Here, a = 2, b = 5, and c = -3. Applying the quadratic formula:

$$x = \frac{-5 \pm \sqrt{5^2 - 4(2)(-3)}}{2(2)} = \frac{-5 \pm \sqrt{25 + 24}}{4} = \frac{-5 \pm \sqrt{49}}{4}$$

Therefore, the solutions are x = 1 and x = -1.5.

Discriminant of a Quadratic Equation

The discriminant D of a quadratic equation is given by:

$$D = b^2 - 4ac$$

The discriminant helps determine the nature of the roots of the equation:

If D > 0, the equation has two distinct real roots.
If D = 0, the equation has one repeated real root.
If D < 0, the equation has two complex roots.

Arithmetic Progression (AP)

An arithmetic progression is a sequence of numbers in which the difference between consecutive terms is constant. The formula for the n-th term is:

$$T_n = a + (n - 1)d$$

The sum of the first n terms is:

$$S_n = \frac{n}{2}(2a + (n - 1)d)$$

Example: Find the 10th term of the AP where the first term a = 3 and the common difference d = 2.

Solution:

$$T_{10} = 3 + (10 - 1) \times 2 = 3 + 18 = 21$$

Geometric Progression (GP)

A geometric progression is a sequence of numbers where each term after the first is found by multiplying the previous term by a fixed, non-zero number called the common ratio r. The formula for the n-th term is:

$$T_n = ar^{n-1}$$

The sum of the first n terms of a geometric progression is:

$$S_n = a \frac{1 - r^n}{1 - r} \quad \text{(if } r \neq 1\text{)}$$

Example: Find the 5th term of a GP where the first term a = 2 and the common ratio r = 3.

Solution:

$$T_5 = 2 \times 3^{5-1} = 2 \times 81 = 162$$

2. Geometry Formulas

Area of a Triangle

The area of a triangle can be calculated using the formula:

$$\text{Area} = \frac{1}{2} \times \text{base} \times \text{height}$$

Example: Find the area of a triangle with base 8 cm and height 5 cm.

Solution:

$$\text{Area} = \frac{1}{2} \times 8 \times 5 = 20 \text{ cm}^2$$

Area of a Circle

The area of a circle is given by:

$$\text{Area} = \pi r^2$$

where r is the radius of the circle.

Example: Find the area of a circle with radius 7 cm.

Solution:

$$\text{Area} = \pi \times 7^2 = 49\pi \approx 153.94 \text{ cm}^2$$

Pythagoras Theorem

Pythagoras theorem states that in a right-angled triangle, the square of the hypotenuse is equal to the sum of the squares of the other two sides.
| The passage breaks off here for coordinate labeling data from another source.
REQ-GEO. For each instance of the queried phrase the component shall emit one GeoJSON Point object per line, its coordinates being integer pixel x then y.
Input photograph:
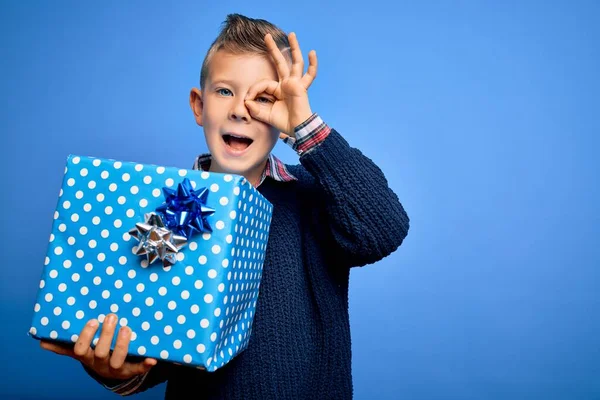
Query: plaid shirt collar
{"type": "Point", "coordinates": [274, 169]}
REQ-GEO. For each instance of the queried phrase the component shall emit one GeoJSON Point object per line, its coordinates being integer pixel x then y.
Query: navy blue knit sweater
{"type": "Point", "coordinates": [339, 213]}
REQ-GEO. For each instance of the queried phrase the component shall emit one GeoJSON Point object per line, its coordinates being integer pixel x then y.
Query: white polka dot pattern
{"type": "Point", "coordinates": [197, 312]}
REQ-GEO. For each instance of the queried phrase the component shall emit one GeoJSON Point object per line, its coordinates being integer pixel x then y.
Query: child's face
{"type": "Point", "coordinates": [221, 111]}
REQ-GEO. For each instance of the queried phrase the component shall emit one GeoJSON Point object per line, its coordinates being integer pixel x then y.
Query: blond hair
{"type": "Point", "coordinates": [243, 35]}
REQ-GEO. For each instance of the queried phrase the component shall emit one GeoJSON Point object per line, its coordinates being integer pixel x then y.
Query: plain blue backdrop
{"type": "Point", "coordinates": [483, 116]}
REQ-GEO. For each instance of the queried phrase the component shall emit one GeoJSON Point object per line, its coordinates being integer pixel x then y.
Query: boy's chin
{"type": "Point", "coordinates": [238, 166]}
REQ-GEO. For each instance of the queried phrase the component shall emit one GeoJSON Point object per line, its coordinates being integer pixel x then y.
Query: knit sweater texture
{"type": "Point", "coordinates": [340, 213]}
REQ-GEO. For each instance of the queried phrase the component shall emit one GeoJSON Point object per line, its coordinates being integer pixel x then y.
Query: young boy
{"type": "Point", "coordinates": [332, 212]}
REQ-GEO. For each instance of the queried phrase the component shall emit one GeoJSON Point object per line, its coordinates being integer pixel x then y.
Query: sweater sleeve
{"type": "Point", "coordinates": [157, 375]}
{"type": "Point", "coordinates": [365, 217]}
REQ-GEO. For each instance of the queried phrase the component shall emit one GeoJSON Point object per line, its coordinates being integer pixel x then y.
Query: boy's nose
{"type": "Point", "coordinates": [239, 112]}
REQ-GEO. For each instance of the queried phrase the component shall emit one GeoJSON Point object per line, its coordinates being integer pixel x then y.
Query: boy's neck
{"type": "Point", "coordinates": [252, 176]}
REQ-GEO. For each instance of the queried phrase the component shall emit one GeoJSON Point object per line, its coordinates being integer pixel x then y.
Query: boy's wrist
{"type": "Point", "coordinates": [310, 134]}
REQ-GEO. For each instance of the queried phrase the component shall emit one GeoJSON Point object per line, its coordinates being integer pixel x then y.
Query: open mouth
{"type": "Point", "coordinates": [237, 142]}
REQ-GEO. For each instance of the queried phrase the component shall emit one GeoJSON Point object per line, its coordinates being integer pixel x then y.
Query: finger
{"type": "Point", "coordinates": [311, 73]}
{"type": "Point", "coordinates": [102, 350]}
{"type": "Point", "coordinates": [297, 60]}
{"type": "Point", "coordinates": [57, 348]}
{"type": "Point", "coordinates": [140, 368]}
{"type": "Point", "coordinates": [82, 349]}
{"type": "Point", "coordinates": [259, 111]}
{"type": "Point", "coordinates": [263, 86]}
{"type": "Point", "coordinates": [117, 359]}
{"type": "Point", "coordinates": [280, 62]}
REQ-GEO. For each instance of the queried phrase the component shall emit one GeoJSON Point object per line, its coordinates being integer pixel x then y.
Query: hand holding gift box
{"type": "Point", "coordinates": [177, 254]}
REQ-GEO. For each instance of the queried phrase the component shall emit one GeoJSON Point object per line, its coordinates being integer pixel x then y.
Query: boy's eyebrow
{"type": "Point", "coordinates": [223, 80]}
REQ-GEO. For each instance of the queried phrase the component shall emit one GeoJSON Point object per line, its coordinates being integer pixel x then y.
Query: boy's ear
{"type": "Point", "coordinates": [196, 104]}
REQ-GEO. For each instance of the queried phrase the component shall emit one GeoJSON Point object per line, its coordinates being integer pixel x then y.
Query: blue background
{"type": "Point", "coordinates": [481, 114]}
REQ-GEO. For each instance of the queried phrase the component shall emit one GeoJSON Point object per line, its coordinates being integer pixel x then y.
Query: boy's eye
{"type": "Point", "coordinates": [224, 92]}
{"type": "Point", "coordinates": [263, 99]}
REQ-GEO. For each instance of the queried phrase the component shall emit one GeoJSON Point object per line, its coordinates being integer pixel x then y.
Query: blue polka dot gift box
{"type": "Point", "coordinates": [176, 253]}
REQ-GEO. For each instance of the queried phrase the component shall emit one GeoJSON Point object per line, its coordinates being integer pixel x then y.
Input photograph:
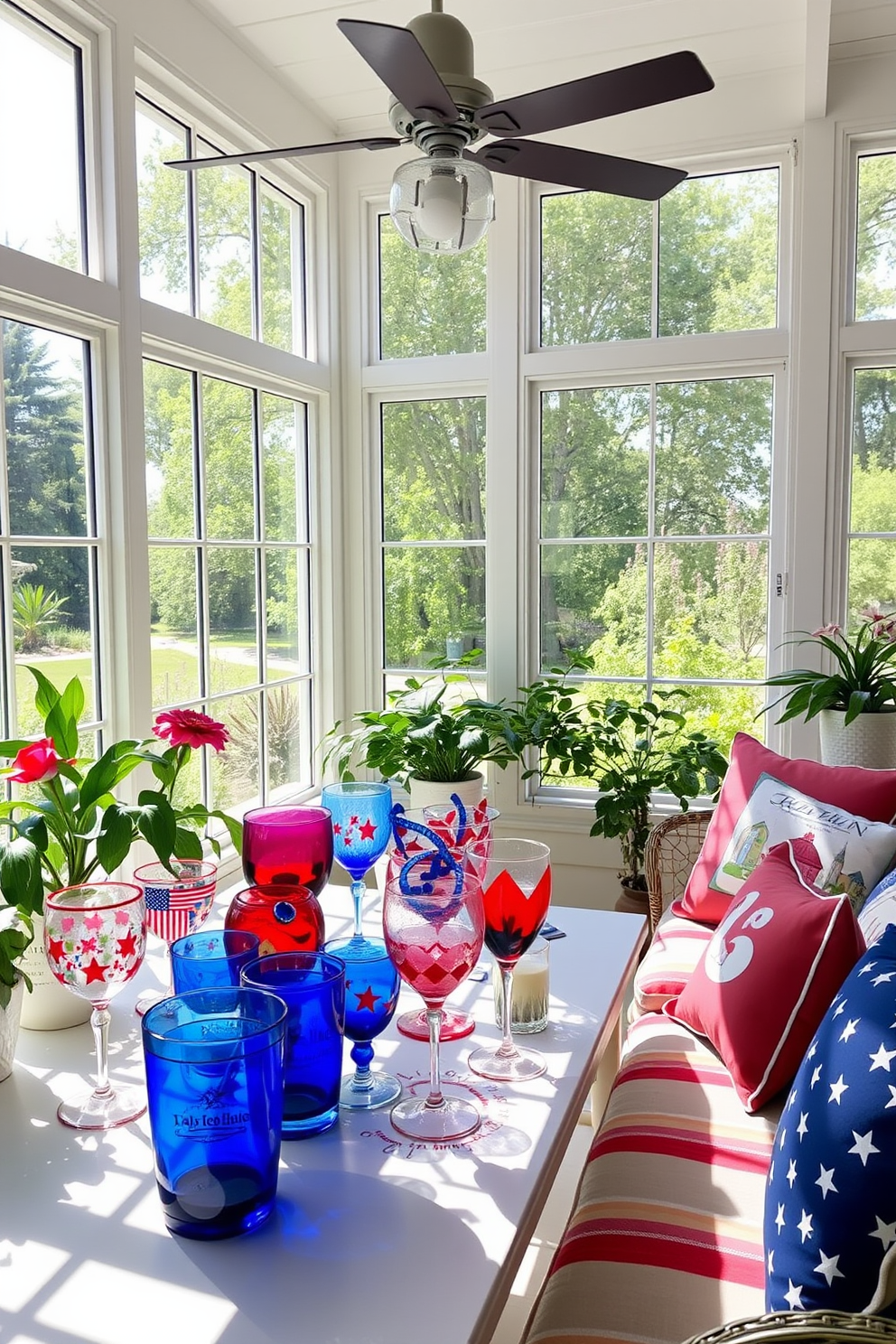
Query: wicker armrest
{"type": "Point", "coordinates": [804, 1328]}
{"type": "Point", "coordinates": [669, 855]}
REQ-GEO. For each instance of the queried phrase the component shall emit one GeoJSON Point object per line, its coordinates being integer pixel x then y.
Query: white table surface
{"type": "Point", "coordinates": [374, 1239]}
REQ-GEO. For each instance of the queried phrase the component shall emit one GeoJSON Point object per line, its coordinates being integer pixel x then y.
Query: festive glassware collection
{"type": "Point", "coordinates": [258, 1008]}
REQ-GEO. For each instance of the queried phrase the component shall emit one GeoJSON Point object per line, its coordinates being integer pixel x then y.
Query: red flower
{"type": "Point", "coordinates": [190, 727]}
{"type": "Point", "coordinates": [36, 762]}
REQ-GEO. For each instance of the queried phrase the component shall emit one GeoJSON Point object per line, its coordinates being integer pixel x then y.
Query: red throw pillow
{"type": "Point", "coordinates": [867, 795]}
{"type": "Point", "coordinates": [769, 976]}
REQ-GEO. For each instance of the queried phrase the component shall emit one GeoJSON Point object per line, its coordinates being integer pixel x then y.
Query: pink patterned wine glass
{"type": "Point", "coordinates": [96, 937]}
{"type": "Point", "coordinates": [179, 897]}
{"type": "Point", "coordinates": [455, 826]}
{"type": "Point", "coordinates": [434, 938]}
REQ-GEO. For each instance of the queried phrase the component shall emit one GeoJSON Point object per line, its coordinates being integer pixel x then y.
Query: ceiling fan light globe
{"type": "Point", "coordinates": [443, 206]}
The formula is:

$$c^2 = a^2 + b^2$$

Example: In a right-angled triangle, if a = 3 cm and b = 4 cm, find the hypotenuse c.

Solution:

$$c^2 = 3^2 + 4^2 = 9 + 16 = 25 \Rightarrow c = \sqrt{25} = 5 \text{ cm}$$

3. Trigonometry Formulas

Basic Trigonometric Ratios

The basic trigonometric ratios are defined as follows for a right-angled triangle:

$$\sin \theta = \frac{\text{Opposite}}{\text{Hypotenuse}}$$
$$\cos \theta = \frac{\text{Adjacent}}{\text{Hypotenuse}}$$
$$\tan \theta = \frac{\text{Opposite}}{\text{Adjacent}}$$

Example: If \theta is an angle in a right-angled triangle where the opposite side is 4 cm and the hypotenuse is 5 cm, find \sin \theta.

Solution:

$$\sin \theta = \frac{4}{5}$$

Trigonometric Identities

Some common trigonometric identities are:

$$\sin^2 \theta + \cos^2 \theta = 1$$
$$1 + \tan^2 \theta = \sec^2 \theta$$
$$1 + \cot^2 \theta = \csc^2 \theta$$

Area of a Sector

The area of a sector of a circle, with a central angle \theta (in radians) and radius r, is given by the formula:

$$\text{Area} = \frac{1}{2} r^2 \theta$$

If the angle \theta is given in degrees, the formula becomes:

$$\text{Area} = \frac{\theta}{360} \times \pi r^2$$

Example: Find the area of a sector with a radius of 10 cm and a central angle of 45 degrees.

Solution:

Using the formula for the area of a sector:

$$\text{Area} = \frac{45}{360} \times \pi \times 10^2 = \frac{1}{8} \times \pi \times 100 = 12.5\pi \approx 39.27 \text{ cm}^2$$

Conclusion

Mastering SPM math formulas is essential for students aiming to excel in their exams. This guide covered key formulas in algebra, geometry, and trigonometry, along with detailed examples to aid understanding. Regular practice and familiarization with these formulas will help students tackle SPM math problems with confidence. Remember, consistent effort and problem-solving practice are the keys to success. Good luck with your SPM preparation!